ADRIANNE GREENBAUM:   Right, I mean, you have to have, I think, a passion that’s strong enough to weather the huge financial storm that you’re going to run into.  Because it’s only the sing-songwriters that have careers and they’re, you know, if you’re not one of the lucky ones that have been found, discovered.  Did you hear, CAMI folded?
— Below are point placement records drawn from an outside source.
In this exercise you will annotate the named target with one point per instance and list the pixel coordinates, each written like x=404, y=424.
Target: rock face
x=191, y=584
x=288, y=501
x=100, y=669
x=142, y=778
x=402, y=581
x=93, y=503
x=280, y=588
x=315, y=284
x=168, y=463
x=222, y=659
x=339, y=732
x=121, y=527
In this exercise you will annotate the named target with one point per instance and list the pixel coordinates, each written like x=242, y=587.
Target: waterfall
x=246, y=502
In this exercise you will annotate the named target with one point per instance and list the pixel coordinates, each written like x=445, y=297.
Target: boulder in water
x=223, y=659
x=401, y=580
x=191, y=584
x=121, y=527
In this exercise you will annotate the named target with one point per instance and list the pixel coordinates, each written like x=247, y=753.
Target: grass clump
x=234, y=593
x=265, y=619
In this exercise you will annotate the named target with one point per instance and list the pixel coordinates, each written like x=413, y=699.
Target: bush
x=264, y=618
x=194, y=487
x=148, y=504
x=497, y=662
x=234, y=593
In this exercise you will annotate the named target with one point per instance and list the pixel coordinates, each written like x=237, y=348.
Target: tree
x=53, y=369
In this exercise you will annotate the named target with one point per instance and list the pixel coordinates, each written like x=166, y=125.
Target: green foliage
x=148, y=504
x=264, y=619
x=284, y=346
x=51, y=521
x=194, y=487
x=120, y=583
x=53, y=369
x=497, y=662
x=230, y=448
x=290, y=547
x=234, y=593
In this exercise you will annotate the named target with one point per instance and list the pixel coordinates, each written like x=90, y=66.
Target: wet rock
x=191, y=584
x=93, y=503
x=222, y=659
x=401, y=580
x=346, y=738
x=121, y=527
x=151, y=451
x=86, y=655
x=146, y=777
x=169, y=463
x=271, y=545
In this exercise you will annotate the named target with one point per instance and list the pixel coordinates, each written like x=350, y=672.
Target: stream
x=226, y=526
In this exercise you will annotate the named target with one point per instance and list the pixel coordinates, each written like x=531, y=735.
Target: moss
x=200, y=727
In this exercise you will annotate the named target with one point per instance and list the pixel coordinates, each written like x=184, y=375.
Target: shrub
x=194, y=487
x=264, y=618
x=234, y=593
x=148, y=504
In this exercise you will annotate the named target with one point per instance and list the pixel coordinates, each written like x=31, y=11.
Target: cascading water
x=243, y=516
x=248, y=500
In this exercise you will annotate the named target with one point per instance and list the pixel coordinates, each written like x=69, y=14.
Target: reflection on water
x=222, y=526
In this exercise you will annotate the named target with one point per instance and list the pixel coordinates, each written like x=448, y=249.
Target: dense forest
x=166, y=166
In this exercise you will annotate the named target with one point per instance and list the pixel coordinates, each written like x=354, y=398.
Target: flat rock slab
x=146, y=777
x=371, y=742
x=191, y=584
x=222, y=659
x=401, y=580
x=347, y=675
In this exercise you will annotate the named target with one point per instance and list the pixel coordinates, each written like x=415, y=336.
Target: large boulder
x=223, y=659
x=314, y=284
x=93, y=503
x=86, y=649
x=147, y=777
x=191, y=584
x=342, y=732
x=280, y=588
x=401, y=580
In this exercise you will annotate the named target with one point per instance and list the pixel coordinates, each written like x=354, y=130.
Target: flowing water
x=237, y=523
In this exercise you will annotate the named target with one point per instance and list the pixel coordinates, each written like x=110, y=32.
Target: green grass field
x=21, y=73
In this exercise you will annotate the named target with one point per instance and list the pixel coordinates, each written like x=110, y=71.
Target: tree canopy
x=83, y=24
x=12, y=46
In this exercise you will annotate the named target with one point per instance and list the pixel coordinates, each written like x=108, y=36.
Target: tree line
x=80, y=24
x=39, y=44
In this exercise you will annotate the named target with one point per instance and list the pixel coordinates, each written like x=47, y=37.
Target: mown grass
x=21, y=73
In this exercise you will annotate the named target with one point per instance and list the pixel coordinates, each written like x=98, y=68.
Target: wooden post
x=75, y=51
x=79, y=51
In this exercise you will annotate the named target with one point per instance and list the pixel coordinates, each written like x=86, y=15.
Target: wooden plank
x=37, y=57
CHRIS NORMAN:    No, I didn’t hear that.

ADRIANNE GREENBAUM:   Columbia Artists Management – I mean, if they can’t survive with Itzhak Perlman, etcetera, I don’t know what they’re supposed to do.  They’ve filed for bankruptcy.  You know, sure, it could be that the administration, you know, “where’s my millions that I’m used to getting”

CHRIS NORMAN:    Right, right

ADRIANNE GREENBAUM: “Well, If I can’t do that anymore…”  you just don’t know the level.  But you know, the Met, all these big organizations… So, where are the positions that flute players are going to have?  Education?  You know, that’s better, but as many people know who have students going into music education – the schools, in our country at least can’t find the value for it.  So how are you going to get your job?  There’s less and less reason, and I understand it, unless you’re passionate and you think you can get to that very, very top level, and that’s of course to be defined.  What is the top level?  We all know wonderful flutists, are they great musicians?  [Klezmer flute and piano music playing]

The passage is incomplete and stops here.